The new rules agreed upon call for the possibility of Japan helping US forces who may be threatened by a third party. Japan could also be called upon to send minesweeper ships in the Middle East. The agreement comes at a time when Japan and the US are anxious over actions taken by China to move on to some disputed regions of the South China and East China Seas, although officials deny this is what is motivating them.
The statesmen did however mention North Koreas as a potential source of instability in the region.
Secretary Kerry emphasized that the US takes the Japanese position on the disputed Senkaku Islands, which China refers to as the Diaoyus, stating that the islands are completely under Japanese control.

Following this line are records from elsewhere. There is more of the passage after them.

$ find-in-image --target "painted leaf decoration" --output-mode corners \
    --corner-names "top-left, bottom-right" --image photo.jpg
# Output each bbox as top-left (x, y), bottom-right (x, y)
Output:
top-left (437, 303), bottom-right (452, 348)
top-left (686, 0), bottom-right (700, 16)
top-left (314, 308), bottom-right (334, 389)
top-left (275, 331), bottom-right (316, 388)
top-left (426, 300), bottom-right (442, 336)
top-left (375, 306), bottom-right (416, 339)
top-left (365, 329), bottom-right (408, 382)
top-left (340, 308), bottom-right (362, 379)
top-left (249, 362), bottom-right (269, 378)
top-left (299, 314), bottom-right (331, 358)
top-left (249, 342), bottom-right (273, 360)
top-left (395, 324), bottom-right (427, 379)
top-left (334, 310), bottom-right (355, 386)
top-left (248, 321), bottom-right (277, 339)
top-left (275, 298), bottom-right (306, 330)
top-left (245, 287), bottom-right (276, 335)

The US “commitment to Japan’s security remains ironclad and covers all territories under Japan’s administration, including the Senkaku Islands,” Kerry said.
“Today we mark the establishment of Japan’s capacity to defend not just its own territory, but also the United States and other partners as needed,” Kerry told a joint press conference. “This is a historic meeting. It’s a historic transition in the defense relationship between our two countries.”